# Sweet F/F Rocker 2015 helmet fit issue



## Jhayesh2o (Apr 13, 2015)

So I just bought a brand new 2015 sweet full face rocker. I bought the M/L size, advertised as good for a size 7" to 7.75" head. My head is 7.125". Out of the box I slipped it on and was shocked at how tight it fit. The helmet came with a bunch of pads and since I'm on the lower end of the size range, fully expected to have to use most of them. I also checked to make sure the hand of God adjuster in the back was loosened all the way and it was still uncomfortably tight to the point I started getting a headache. I have a normal shaped head and the helmet was tightest above my ears, but snug everywhere else so it's not like it's tight on the sides but loose in the front and back of my head. 

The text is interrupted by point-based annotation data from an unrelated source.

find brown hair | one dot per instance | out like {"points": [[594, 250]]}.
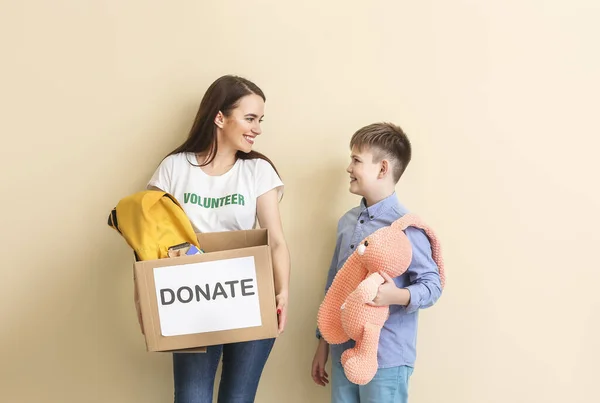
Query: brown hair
{"points": [[223, 95], [386, 141]]}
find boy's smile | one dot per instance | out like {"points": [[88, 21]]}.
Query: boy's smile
{"points": [[363, 172]]}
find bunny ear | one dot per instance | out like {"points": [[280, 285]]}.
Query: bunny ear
{"points": [[411, 220]]}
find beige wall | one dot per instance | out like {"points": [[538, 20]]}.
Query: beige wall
{"points": [[497, 96]]}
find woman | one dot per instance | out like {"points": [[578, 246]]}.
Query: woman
{"points": [[217, 161]]}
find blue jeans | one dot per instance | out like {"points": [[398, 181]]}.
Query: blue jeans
{"points": [[243, 363], [389, 385]]}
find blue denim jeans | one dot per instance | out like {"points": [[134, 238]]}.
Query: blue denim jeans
{"points": [[243, 363], [389, 385]]}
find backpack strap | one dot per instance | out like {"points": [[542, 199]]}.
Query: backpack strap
{"points": [[112, 220]]}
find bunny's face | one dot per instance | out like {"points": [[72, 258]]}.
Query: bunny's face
{"points": [[379, 251]]}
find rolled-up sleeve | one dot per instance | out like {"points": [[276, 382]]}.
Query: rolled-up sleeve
{"points": [[425, 285]]}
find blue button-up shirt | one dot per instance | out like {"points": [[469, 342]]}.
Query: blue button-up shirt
{"points": [[397, 342]]}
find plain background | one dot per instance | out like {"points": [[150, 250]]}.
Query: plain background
{"points": [[499, 98]]}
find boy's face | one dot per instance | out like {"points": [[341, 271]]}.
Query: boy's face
{"points": [[364, 173]]}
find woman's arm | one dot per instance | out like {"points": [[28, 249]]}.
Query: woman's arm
{"points": [[267, 208]]}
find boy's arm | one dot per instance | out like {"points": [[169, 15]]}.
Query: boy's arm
{"points": [[425, 287], [332, 271]]}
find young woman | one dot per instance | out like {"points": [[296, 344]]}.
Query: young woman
{"points": [[217, 162]]}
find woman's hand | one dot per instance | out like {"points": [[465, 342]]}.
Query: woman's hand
{"points": [[282, 304]]}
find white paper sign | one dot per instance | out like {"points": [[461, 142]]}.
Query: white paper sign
{"points": [[207, 297]]}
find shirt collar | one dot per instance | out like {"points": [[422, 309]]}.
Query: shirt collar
{"points": [[381, 206]]}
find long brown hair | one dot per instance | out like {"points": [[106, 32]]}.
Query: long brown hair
{"points": [[223, 95]]}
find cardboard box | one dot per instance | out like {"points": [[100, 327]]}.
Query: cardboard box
{"points": [[225, 295]]}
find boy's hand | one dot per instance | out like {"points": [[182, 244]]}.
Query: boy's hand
{"points": [[390, 294], [319, 375]]}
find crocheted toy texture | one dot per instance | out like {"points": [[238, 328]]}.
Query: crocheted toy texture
{"points": [[344, 313]]}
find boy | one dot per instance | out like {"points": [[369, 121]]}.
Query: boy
{"points": [[380, 155]]}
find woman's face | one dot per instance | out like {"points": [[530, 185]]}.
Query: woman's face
{"points": [[239, 129]]}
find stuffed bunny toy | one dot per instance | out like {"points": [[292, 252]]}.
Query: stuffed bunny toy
{"points": [[344, 313]]}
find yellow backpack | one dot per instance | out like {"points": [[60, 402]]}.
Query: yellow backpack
{"points": [[152, 221]]}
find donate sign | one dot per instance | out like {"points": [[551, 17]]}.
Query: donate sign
{"points": [[207, 296]]}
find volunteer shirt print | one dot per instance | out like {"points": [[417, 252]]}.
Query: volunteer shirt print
{"points": [[216, 203]]}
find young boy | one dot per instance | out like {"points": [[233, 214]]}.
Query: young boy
{"points": [[380, 154]]}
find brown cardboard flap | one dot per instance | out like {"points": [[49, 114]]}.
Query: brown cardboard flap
{"points": [[221, 241]]}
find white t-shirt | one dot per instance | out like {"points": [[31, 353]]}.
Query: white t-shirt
{"points": [[216, 203]]}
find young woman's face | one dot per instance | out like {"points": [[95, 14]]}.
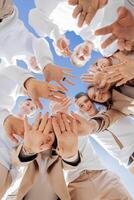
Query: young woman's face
{"points": [[49, 140], [86, 106], [83, 52], [103, 62], [27, 107], [98, 95]]}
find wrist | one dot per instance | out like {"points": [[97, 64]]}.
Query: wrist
{"points": [[28, 82], [70, 157], [47, 67], [27, 151]]}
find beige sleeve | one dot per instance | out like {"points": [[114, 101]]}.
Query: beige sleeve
{"points": [[107, 118], [15, 157]]}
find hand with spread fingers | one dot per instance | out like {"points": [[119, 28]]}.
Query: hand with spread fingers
{"points": [[63, 47], [38, 137], [123, 72], [82, 124], [14, 126], [61, 106], [39, 89], [66, 134], [122, 30], [59, 75], [98, 79], [85, 10]]}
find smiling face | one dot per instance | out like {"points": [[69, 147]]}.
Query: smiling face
{"points": [[98, 95], [27, 107], [103, 62], [33, 64], [82, 54], [86, 106]]}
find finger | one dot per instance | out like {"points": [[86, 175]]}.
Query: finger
{"points": [[43, 122], [66, 102], [124, 16], [69, 82], [81, 19], [74, 127], [52, 98], [108, 41], [69, 75], [56, 127], [121, 56], [38, 103], [69, 118], [48, 127], [55, 88], [104, 31], [61, 123], [37, 122], [121, 44], [26, 125], [89, 16], [122, 82], [72, 2], [77, 11], [76, 117], [59, 82], [67, 69], [116, 78], [66, 122], [13, 138], [128, 45]]}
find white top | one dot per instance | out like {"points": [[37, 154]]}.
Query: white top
{"points": [[12, 79], [123, 129], [12, 29], [89, 161]]}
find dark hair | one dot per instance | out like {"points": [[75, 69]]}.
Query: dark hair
{"points": [[81, 94], [28, 99], [108, 103]]}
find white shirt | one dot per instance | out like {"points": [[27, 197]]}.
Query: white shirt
{"points": [[12, 79], [16, 40], [123, 129], [89, 161]]}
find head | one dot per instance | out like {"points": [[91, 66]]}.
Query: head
{"points": [[98, 95], [81, 54], [27, 107], [85, 104], [32, 64]]}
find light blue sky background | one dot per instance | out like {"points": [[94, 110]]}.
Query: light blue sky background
{"points": [[24, 7]]}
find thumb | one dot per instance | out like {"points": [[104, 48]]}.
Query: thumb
{"points": [[124, 16], [38, 103]]}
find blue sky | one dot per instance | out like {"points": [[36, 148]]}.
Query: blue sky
{"points": [[24, 7]]}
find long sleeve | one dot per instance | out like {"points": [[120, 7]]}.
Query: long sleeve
{"points": [[27, 45], [12, 79]]}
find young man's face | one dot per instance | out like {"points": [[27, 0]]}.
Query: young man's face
{"points": [[98, 95], [27, 107], [33, 64], [83, 51], [86, 106]]}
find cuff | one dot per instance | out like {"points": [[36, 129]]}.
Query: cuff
{"points": [[3, 115], [73, 161]]}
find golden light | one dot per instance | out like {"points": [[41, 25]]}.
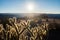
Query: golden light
{"points": [[30, 7]]}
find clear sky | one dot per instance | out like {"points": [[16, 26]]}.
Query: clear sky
{"points": [[37, 6]]}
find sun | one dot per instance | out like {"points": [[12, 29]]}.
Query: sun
{"points": [[30, 7]]}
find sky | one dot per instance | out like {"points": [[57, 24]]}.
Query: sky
{"points": [[29, 6]]}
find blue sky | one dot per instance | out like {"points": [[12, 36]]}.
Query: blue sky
{"points": [[19, 6]]}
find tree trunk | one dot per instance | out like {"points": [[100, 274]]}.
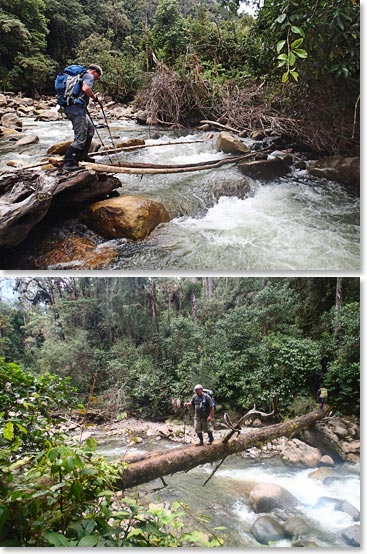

Just curious if anyone else has this issue? Before returning it and getting the next size up, I wonder if maybe the one I got is defective and another one in the same size would fit better. According to the numbers advertised, I should be swimming in the next helmet size up. Thanks for reading. Awesome helmet otherwise, super padding and construction.


----------



## ckspaddler (Sep 25, 2008)

I have a similar sized head. I just tried both sizes on and felt that the M/L was pretty tight around the temples. The L/XL was very large and while I could use the Occigrip to get it semi-snug, it still felt very big around the top part of my head. It seems as though the fit on the M/L is much narrower than on previous models. You could try getting in contact with Sweet and see what they have to say, but the narrow fit may just be how they run.


----------



## Jhayesh2o (Apr 13, 2015)

Quick update. Before sending back to them, I tried out an idea. I placed a five lb circular weight (used for weight lifting) between the ears of the helmet. The effect is to spread open the width of the helmet by a few inches. I then set it outside in the sun for a few hours. After bringing it back inside, I tried it back on and it felt great. The squeeze to the temples seems to be gone and the rest of the fit feels comfortably snug all around. I'll try it for an hour while watching tv later tonight to see if the fix is permanent.


----------



## BeaterBoater (Sep 29, 2014)

Sweet's helmets all fit weird. My L/XL FF Rocker is very tight. I know a lot of people who actually carved out the foam. Not doing that after paying $350. The strutter on the other hand fits me perfect. So tight that it gives me a headache and I can't wear a skullcap or anything underneath. I normally wear a large.


----------